This invention relates to protective apparatus for alternating current electrical power transmission lines, and more particularly to an improved system of protective relaying of two parallel, equal impedance transmission lines connected between otherwise independent power sources. Such improved relaying is accomplished in what may be termed the current balance or transverse differential mode, and is herein illustratively described by reference to the presently preferred embodiments thereof.
Prior to this invention, protective relaying responsive to both phase and ground faults had been practiced by a composite device manufactured, for example, by Westinghouse Electric, known as the Type HD current balance relay. That device constituted a high-speed, inductor-loop relay having double-throw contacts providing balanced current protection of an end of a pair of parallel lines using four relays, namely three phase relays and one ground relay. The system was described in the manufacturer's product manual IL41-176, dated October, 1956, superseding IL41-407C. Its inductor loop, pivoted at each end to move a switch arm, served as the secondary of a small transformer whose primary consisted of two symmetrically tapped windings connected to be energized by a derivative of respective line currents, such that with line currents flowing in the same direction, transformer action-induced loop current was proportional to the prevailing difference between such line currents. The loop was also located in a magnetic flux gap traversed by a magnetic field produced by separate current coils connected to be energized by derivatives of the respective line currents. The connections were such that with equal currents in the lines (the non-fault situation), either in the same direction or in opposite directions, no tripping tendency was produced. This is true in one case because of absence of loop current and in the other case because of absence of flux in the flux gap. However, an unbalance of line currents produced loop torque, tripping the circuit breaker in the faulted line, i.e., that having the higher current.

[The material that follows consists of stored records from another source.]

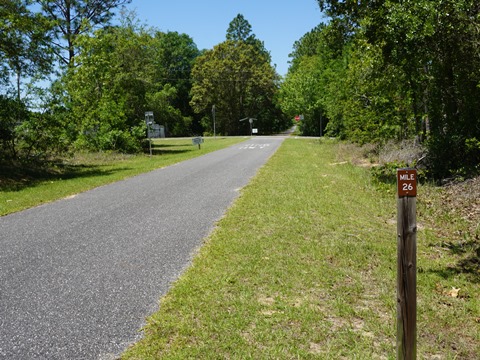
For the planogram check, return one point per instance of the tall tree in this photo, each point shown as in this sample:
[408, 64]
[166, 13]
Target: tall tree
[240, 30]
[75, 17]
[24, 44]
[238, 80]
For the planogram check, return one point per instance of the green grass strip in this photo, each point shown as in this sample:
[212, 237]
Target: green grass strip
[22, 188]
[303, 266]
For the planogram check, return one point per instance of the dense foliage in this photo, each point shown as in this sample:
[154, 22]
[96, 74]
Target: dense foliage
[237, 78]
[384, 70]
[107, 77]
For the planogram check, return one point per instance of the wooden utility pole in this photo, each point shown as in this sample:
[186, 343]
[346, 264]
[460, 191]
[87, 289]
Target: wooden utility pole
[406, 264]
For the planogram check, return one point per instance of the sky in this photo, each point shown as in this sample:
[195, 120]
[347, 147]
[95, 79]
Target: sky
[278, 23]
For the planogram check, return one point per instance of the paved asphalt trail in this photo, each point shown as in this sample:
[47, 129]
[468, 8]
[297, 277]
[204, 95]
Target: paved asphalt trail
[79, 276]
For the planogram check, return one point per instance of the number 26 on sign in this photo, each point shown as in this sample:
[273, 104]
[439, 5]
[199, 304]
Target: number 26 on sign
[407, 182]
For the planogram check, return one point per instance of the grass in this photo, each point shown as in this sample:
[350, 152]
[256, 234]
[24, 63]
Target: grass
[22, 188]
[304, 266]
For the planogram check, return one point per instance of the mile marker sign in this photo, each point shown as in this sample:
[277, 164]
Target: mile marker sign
[407, 182]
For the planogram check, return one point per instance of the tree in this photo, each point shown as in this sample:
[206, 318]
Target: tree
[240, 30]
[108, 90]
[174, 56]
[73, 18]
[238, 80]
[24, 44]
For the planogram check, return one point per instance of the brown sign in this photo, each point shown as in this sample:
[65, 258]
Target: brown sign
[407, 182]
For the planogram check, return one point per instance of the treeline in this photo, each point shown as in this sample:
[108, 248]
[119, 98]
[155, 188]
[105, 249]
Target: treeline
[393, 70]
[104, 78]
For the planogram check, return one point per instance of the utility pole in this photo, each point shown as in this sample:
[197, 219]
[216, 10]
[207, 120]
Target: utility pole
[250, 120]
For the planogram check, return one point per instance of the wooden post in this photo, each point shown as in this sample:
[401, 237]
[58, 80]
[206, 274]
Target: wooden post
[406, 264]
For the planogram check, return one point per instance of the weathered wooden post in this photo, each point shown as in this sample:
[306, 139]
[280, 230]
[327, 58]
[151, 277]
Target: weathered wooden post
[406, 264]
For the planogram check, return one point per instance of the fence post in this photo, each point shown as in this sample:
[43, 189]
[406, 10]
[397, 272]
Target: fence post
[406, 264]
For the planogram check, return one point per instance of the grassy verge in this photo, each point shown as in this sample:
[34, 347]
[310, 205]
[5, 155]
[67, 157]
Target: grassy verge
[304, 266]
[21, 188]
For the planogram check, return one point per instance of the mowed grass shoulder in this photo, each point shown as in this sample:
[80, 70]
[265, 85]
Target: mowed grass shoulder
[304, 266]
[21, 188]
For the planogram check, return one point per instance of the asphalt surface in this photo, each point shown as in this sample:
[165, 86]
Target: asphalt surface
[79, 276]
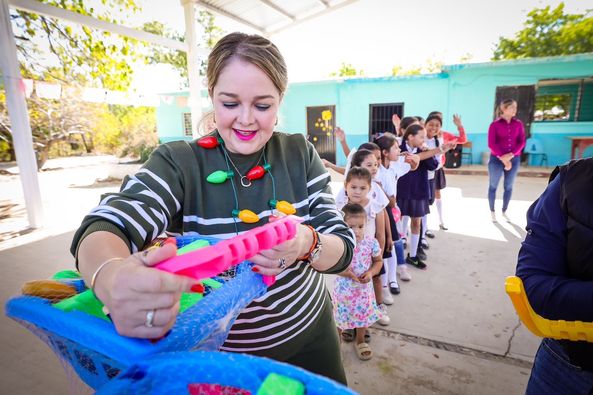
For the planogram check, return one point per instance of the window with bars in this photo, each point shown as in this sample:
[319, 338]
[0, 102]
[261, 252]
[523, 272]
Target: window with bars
[380, 117]
[572, 101]
[187, 132]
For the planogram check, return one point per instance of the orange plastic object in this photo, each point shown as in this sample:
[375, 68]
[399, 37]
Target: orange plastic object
[540, 326]
[48, 289]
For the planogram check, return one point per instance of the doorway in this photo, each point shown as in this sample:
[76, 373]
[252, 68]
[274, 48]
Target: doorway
[321, 121]
[380, 118]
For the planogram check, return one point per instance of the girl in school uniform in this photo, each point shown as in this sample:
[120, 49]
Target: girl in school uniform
[434, 124]
[414, 189]
[389, 171]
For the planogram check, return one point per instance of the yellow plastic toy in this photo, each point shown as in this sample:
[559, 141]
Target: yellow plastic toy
[540, 326]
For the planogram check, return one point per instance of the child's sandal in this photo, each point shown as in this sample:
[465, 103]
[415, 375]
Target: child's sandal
[348, 335]
[364, 352]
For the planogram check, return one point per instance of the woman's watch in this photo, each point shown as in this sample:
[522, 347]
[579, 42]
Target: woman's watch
[315, 251]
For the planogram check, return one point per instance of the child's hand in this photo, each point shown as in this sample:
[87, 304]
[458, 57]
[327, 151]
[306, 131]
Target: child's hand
[388, 244]
[413, 160]
[340, 135]
[396, 121]
[366, 277]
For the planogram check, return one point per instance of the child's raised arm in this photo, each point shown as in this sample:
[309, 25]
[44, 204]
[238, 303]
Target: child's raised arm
[341, 136]
[388, 235]
[380, 229]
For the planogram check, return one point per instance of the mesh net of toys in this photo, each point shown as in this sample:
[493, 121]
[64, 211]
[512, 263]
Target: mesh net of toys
[74, 323]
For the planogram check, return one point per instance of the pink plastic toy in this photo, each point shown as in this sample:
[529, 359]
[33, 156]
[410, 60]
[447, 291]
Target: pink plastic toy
[211, 261]
[396, 213]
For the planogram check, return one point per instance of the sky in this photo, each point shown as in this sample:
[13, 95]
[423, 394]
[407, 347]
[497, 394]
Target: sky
[376, 35]
[371, 35]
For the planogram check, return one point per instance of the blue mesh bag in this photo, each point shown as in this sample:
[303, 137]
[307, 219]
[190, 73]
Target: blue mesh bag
[188, 373]
[92, 348]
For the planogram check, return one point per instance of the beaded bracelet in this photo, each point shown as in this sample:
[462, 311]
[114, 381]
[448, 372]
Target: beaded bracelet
[94, 277]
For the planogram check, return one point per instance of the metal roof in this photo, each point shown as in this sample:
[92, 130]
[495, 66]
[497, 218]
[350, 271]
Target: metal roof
[272, 16]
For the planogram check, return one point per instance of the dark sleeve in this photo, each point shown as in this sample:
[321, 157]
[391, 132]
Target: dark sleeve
[145, 205]
[542, 263]
[323, 213]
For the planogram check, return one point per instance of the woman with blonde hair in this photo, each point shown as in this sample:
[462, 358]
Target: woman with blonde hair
[293, 321]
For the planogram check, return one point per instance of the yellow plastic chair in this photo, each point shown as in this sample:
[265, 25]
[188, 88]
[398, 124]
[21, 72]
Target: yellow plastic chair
[542, 327]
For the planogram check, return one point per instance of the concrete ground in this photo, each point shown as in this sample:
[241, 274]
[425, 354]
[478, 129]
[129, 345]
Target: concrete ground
[453, 329]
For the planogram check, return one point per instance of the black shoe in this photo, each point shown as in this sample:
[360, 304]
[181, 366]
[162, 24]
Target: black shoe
[417, 263]
[424, 244]
[421, 254]
[394, 288]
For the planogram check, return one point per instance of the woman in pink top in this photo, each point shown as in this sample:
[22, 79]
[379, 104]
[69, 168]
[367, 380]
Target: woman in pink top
[506, 140]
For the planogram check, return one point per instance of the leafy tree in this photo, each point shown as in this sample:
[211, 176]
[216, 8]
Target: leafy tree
[347, 70]
[84, 55]
[400, 71]
[63, 123]
[178, 59]
[549, 32]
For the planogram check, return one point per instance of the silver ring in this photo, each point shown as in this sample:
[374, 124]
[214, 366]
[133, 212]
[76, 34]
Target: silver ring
[142, 257]
[150, 318]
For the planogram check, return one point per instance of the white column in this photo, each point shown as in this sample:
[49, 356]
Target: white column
[193, 64]
[19, 119]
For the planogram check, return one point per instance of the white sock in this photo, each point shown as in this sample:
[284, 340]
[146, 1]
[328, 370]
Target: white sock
[405, 223]
[414, 239]
[424, 225]
[391, 266]
[439, 203]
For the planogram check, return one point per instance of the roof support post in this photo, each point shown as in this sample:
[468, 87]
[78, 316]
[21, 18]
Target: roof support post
[19, 119]
[193, 64]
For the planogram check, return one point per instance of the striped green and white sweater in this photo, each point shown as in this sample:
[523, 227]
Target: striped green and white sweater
[170, 193]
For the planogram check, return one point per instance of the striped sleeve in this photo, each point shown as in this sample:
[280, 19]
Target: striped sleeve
[323, 213]
[147, 203]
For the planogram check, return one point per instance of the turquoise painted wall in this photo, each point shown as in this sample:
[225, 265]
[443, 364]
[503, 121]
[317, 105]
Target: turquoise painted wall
[468, 90]
[170, 125]
[472, 91]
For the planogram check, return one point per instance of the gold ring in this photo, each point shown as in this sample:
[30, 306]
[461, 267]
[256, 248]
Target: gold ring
[150, 318]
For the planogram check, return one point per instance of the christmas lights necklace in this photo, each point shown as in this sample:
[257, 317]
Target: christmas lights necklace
[247, 183]
[257, 172]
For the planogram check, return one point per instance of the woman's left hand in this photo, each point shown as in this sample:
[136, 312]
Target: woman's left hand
[275, 260]
[366, 277]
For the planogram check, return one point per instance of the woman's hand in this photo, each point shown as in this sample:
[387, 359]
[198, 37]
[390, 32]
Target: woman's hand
[366, 277]
[275, 260]
[132, 291]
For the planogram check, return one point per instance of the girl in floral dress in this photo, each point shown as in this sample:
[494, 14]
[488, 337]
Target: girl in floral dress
[354, 298]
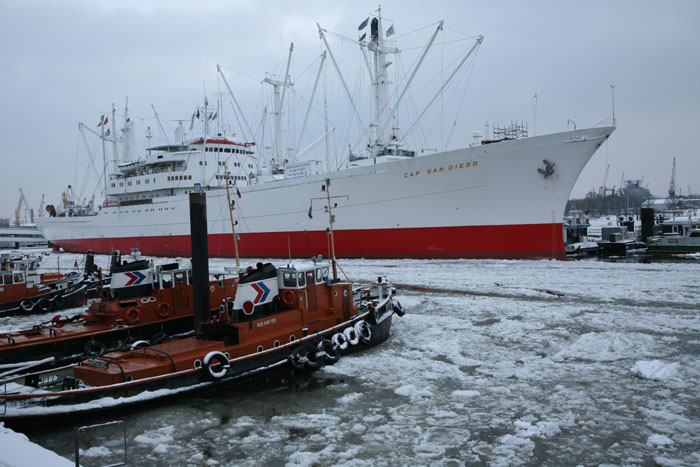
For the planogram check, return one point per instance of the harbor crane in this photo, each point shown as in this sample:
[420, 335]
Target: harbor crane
[672, 185]
[42, 205]
[28, 214]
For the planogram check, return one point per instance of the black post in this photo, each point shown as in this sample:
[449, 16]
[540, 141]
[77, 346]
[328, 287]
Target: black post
[200, 257]
[647, 215]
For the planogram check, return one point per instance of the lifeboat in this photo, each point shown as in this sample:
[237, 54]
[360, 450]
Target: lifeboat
[292, 318]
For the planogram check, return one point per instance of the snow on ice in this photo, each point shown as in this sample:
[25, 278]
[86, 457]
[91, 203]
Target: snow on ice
[496, 362]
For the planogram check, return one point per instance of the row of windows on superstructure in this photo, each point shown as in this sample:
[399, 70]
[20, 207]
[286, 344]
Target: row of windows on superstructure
[217, 149]
[235, 164]
[138, 182]
[132, 211]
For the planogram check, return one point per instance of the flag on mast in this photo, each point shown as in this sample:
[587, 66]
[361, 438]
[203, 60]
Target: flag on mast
[192, 122]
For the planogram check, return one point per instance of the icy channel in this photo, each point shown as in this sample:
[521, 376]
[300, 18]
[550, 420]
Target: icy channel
[495, 363]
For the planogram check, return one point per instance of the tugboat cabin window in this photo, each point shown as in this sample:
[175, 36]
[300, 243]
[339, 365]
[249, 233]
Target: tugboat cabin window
[289, 279]
[166, 280]
[321, 275]
[179, 277]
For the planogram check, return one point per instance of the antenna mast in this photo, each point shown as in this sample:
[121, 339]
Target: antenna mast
[331, 220]
[231, 207]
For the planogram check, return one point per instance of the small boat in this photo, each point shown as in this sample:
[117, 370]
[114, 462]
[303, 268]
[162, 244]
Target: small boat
[681, 235]
[23, 290]
[287, 318]
[143, 304]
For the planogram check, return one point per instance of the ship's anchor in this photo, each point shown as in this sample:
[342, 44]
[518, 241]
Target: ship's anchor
[548, 168]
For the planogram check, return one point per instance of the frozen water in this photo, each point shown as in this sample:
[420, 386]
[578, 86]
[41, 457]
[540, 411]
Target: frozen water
[496, 362]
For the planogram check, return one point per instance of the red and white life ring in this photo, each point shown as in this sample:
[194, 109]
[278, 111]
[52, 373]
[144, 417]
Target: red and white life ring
[133, 315]
[289, 297]
[163, 310]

Use of that prior (HD) device presented serious problems, however, recognition of which led to the present invention. The chief problem, apart from the necessity of providing a relatively complex piece of equipment sensitive to calibrate and to maintain in calibration, lay in the propensity of the device to erratic performance in the presence of high-fault currents in one line or the other. In fact, on occasion, incorrect circuit breaker tripping would occur under fault current conditions, where the current transformers saturate. This is understandable from the torque equation of the HD relay loop, which is as follows: EQU T=K.sub.1 (I.sub.1 +I.sub.2)(I.sub.1 -I.sub.2)
wherein K.sub.1 is a constant and I.sub.1 and I.sub.2 are the respective transmission line currents. It will be recognized from this equation that with increasing values of line currents, the device becomes increasingly more sensitive to changes in the pervailing difference between line currents, a condition which made calibration difficult and which produced false (and erratic) operation at times due, for example, to current transformer saturation during faults. The present invention overcomes such problems. It provides a system of protection using conventional components. It presents no calibration problem requirements, either initially or to maintain calibration, especially so when components used in the system are made to readily attainable uniformity standards so as to have substantially predictable and matched electrical characteristics. This includes current transformers and conventional directional relays, components that are readily manufactured with a high degree of uniformity. It avoids erratic operation when line currents are high because it operates with essentially the same degree of sensitivity to line current differences under high fault conditions as it does under low fault conditions. This also means that it maintains equal sensitivity to faults producing relatively small fault currents as compared with faults producing relatively high fault currents.